Purpose:: A tissue gap caused by deep transections of the optic tract (OT) in the midbrain can completely block the re-innervation of the superior colliculus (SC) by the retina, even when done at young ages when the axons have regenerative potential. Previously we demonstrated that a self-assembling peptide nanofiber scaffold (SAPNS) facilitated the reconstruction of a tissue substrate that supports regeneration across the tissue disruption, even if treated 3 months after the original lesion. Here we show that by using a nano contrast agent (NCA) optic tract regeneration can be visualized in vivo in a mammalian chronic injury model.

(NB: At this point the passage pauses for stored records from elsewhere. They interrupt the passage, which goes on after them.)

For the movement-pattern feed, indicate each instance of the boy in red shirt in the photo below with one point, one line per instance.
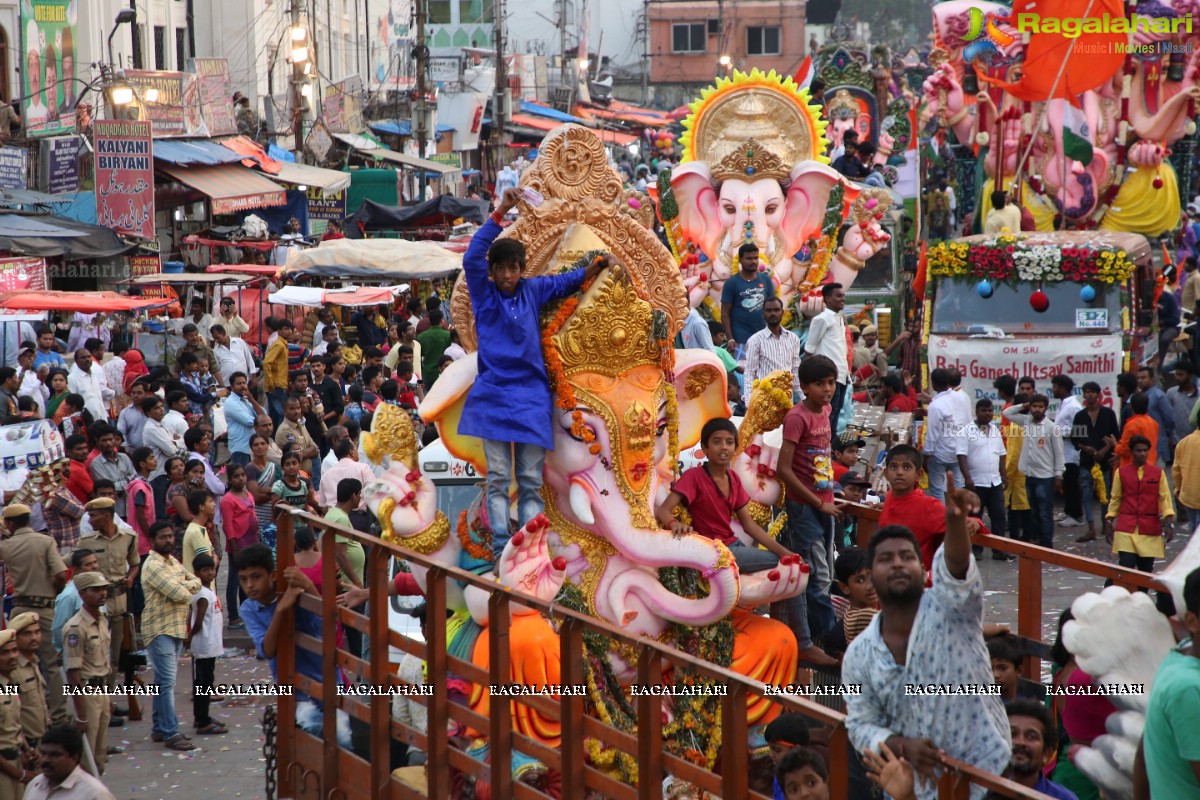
(805, 465)
(909, 506)
(713, 495)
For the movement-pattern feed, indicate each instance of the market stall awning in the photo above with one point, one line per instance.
(316, 296)
(231, 187)
(329, 181)
(383, 259)
(371, 148)
(87, 302)
(53, 236)
(199, 151)
(253, 152)
(193, 277)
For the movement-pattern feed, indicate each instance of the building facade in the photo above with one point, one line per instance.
(694, 41)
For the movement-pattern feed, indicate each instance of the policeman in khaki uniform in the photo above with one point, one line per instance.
(85, 656)
(13, 776)
(119, 561)
(34, 713)
(37, 575)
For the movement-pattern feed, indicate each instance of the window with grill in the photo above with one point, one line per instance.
(160, 47)
(689, 37)
(762, 40)
(180, 48)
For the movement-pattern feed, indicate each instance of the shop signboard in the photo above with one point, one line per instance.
(325, 208)
(47, 66)
(60, 164)
(216, 95)
(125, 176)
(166, 109)
(18, 274)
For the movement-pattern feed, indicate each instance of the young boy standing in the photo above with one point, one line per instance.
(805, 467)
(855, 581)
(207, 643)
(196, 537)
(713, 495)
(1143, 510)
(511, 392)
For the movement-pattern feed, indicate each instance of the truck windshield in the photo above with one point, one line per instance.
(959, 308)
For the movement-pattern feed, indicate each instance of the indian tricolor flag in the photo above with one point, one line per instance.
(1077, 139)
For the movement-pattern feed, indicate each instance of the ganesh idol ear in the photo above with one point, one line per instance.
(700, 390)
(808, 194)
(443, 407)
(700, 218)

Methods:: In a group of young adult hamsters (8 wk), the OT at the brachium of the SC was completely severed with a deep knife wound, extending 1-2 mm below the surface from the midline to a point beyond the lateral margin of SC. Following the transection of the optic tract at the brachium of the SC, the eyes were injected with a NCA and imaged in a 7 Tesla fMRI. This was repeated 3 more times just before the second surgery and SAPNS treatment, then twice following the treatment. During the second OT surgery the animals had a partial scar resection and were injected with 100 ul of 1% SAPNS into the site of injury. The contralateral side of the same animal served as the control.

Results:: Imaging revealed that the first transection was complete. Imaging after the second treatment revealed regenerated axons in the SC of the SAPNS-treated animals.

Conclusions:: A 7 Tesla fMRI is able to detect axons in the optic tract in hamsters before, during and after regeneration in a chronic injury treatment model.